Result: Due to significant heterogeneity (Chi² = 365.17, P < 0.00001; I² = 97%), inverse variance random effect meta-analysis was done. Scores of the various pain measurement scales from a total of 852 patients from 12 studies revealed a pooled Standard Mean Difference of 0.31 [-0.61, 1.22]. Test for overall effect Z = 0.66 (P = 0.51) indicates that there is no significant difference in pain outcomes between Music Adjuvant therapy (MAT) Vs. Conventional Analgesic care. Subgroup analysis reveals a significant favor [Z = 1.18 (P = 0.24)] to MAT in patients of non-malignant pain of traumatic origin while in burn trauma patients it has no significant benefit [Z = 2.23 (P = 0.03)]. Similarly, as per pooled evidence, MAT is highly effective in the pediatric age group [Z = 1.00 (P = 0.32)] while no significant benefit in the adult age group [Z = 1.11 (P = 0.27)].

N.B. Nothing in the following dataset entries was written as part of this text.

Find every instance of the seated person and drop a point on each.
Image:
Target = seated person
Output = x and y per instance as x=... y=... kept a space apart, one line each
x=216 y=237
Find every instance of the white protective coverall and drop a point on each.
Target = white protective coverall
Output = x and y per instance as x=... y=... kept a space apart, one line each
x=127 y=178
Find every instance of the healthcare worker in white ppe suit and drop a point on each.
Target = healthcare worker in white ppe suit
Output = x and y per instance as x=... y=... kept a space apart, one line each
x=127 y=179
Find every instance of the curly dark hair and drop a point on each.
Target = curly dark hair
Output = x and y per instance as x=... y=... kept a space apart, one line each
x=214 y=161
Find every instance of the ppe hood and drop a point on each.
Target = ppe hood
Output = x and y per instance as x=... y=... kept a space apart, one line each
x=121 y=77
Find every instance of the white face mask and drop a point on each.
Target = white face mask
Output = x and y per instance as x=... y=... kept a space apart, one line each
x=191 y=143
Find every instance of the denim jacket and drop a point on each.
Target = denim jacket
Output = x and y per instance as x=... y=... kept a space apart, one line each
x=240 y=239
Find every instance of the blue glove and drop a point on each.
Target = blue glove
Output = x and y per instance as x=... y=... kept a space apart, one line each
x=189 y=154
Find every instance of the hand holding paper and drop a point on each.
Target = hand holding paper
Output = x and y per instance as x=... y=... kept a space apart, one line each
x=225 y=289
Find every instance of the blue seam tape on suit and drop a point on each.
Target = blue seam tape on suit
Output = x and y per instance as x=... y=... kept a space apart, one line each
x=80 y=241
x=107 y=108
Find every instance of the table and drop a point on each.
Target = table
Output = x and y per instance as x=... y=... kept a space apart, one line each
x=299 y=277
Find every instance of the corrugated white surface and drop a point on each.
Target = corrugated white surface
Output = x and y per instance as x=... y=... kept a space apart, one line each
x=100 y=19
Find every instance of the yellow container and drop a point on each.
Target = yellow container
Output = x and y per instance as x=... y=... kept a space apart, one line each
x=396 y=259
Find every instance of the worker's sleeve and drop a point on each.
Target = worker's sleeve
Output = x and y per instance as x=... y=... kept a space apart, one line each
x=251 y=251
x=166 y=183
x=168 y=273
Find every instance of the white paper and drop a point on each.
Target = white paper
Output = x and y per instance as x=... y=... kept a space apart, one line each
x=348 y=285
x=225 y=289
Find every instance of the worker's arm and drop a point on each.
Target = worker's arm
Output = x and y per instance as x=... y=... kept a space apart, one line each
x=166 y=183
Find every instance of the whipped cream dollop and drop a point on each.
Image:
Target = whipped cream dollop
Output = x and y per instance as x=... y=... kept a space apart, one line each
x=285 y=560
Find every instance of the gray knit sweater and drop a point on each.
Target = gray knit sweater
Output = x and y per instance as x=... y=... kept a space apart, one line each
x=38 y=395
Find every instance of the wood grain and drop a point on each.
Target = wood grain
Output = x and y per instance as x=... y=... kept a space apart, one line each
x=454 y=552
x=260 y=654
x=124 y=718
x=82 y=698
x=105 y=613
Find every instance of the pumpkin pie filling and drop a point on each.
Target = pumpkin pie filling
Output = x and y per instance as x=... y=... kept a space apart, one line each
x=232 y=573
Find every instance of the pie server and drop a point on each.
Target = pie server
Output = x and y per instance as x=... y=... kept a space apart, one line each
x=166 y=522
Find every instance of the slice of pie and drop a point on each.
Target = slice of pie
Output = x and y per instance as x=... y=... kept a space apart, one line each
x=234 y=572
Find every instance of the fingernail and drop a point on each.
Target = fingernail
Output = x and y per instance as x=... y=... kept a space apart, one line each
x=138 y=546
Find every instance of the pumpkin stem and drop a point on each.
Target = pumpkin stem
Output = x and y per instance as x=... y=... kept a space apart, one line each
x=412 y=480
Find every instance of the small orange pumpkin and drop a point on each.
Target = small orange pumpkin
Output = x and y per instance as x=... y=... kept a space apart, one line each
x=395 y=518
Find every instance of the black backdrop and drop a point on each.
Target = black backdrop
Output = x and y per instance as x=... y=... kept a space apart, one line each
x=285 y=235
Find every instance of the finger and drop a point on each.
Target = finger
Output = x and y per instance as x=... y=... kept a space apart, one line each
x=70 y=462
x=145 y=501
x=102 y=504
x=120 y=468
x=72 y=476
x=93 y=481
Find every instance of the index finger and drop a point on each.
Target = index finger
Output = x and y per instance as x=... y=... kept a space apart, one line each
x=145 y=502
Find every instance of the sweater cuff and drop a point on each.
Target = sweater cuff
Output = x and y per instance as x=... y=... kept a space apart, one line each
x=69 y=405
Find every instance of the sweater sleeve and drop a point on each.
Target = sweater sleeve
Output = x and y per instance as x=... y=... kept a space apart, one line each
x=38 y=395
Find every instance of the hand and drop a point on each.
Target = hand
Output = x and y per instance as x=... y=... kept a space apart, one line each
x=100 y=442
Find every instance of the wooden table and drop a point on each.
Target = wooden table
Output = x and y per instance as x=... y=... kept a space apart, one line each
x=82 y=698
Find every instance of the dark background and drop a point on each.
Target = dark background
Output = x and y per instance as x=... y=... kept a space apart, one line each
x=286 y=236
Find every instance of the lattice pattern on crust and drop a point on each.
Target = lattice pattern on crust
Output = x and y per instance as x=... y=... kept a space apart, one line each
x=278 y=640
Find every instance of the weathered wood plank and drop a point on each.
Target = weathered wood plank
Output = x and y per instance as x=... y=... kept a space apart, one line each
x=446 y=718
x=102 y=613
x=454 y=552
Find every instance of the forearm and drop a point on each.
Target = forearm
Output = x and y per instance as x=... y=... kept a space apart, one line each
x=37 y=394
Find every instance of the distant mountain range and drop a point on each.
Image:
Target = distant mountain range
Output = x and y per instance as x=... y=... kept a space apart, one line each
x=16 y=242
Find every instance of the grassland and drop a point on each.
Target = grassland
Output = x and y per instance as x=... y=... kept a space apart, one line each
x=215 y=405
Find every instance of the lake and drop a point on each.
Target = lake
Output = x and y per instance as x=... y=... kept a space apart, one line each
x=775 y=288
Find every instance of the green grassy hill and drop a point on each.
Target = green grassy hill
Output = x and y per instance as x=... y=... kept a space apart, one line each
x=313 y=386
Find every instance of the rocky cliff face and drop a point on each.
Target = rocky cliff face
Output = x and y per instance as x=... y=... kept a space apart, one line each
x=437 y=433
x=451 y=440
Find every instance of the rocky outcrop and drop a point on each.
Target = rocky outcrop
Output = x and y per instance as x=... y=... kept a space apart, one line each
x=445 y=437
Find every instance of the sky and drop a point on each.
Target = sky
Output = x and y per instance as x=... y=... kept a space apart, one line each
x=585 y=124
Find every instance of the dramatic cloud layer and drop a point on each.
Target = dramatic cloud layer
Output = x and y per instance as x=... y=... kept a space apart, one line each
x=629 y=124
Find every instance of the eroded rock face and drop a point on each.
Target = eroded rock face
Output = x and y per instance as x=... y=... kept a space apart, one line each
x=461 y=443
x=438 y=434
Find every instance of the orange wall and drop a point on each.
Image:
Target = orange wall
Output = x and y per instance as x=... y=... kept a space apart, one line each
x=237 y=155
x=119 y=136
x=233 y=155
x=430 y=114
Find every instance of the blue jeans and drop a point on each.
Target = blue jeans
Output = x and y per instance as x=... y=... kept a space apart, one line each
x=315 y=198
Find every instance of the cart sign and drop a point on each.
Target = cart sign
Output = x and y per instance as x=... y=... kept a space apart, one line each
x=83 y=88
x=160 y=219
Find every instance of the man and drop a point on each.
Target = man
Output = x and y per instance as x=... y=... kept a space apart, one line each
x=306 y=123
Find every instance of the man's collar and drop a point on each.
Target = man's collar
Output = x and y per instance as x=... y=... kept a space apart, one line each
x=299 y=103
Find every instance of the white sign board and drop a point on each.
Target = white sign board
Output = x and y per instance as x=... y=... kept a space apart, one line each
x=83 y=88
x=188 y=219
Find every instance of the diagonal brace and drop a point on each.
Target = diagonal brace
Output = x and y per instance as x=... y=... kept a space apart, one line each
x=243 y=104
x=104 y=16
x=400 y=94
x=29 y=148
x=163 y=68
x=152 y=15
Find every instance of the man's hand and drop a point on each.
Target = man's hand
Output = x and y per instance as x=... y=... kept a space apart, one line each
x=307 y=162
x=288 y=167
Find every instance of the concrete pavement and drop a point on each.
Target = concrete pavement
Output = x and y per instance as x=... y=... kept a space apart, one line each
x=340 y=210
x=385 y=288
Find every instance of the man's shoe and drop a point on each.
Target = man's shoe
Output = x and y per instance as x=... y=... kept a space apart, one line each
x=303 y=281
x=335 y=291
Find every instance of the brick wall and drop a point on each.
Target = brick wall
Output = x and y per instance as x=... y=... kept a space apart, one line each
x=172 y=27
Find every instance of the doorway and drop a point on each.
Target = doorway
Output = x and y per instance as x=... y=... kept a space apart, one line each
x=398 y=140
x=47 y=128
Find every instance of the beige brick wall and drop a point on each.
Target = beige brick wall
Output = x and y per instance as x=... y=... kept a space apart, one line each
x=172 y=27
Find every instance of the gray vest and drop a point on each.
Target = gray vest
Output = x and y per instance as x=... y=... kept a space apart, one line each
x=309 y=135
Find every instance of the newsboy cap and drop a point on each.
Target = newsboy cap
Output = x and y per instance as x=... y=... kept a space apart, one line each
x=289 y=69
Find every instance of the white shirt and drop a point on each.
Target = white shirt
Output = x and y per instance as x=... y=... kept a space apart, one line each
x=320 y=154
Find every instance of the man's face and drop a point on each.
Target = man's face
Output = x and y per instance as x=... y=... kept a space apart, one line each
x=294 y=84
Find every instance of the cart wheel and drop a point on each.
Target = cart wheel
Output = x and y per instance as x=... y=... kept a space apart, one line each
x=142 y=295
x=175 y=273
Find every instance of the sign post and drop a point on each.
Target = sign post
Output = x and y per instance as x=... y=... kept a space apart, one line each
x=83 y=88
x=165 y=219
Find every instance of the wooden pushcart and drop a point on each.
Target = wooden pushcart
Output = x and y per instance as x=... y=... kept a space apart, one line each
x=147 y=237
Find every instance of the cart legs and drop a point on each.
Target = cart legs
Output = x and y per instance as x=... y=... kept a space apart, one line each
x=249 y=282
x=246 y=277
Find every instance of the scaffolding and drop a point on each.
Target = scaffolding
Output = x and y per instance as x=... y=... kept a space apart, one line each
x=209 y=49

Conclusion: The pooled evidence suggests that both interventions significantly improve pain outcomes but Music therapy does not have any significant benefit over conventional therapy when compared as a whole. Although, in patients of non-malignant pain of traumatic origin, MAT has significantly high benefit while for Burn trauma patients, MAT has no proven significant benefit over conventional therapy. Evidence from the meta analysis indicates high efficacy of MAT in children while non such benefit can be proven in adult age group. Therefore, MAT could be a potential inexpensive therapeutic adjuvant in non-malignant pain of traumatic origin (for example post fracture reduction, post operative pain, etc.) and for pain management in children.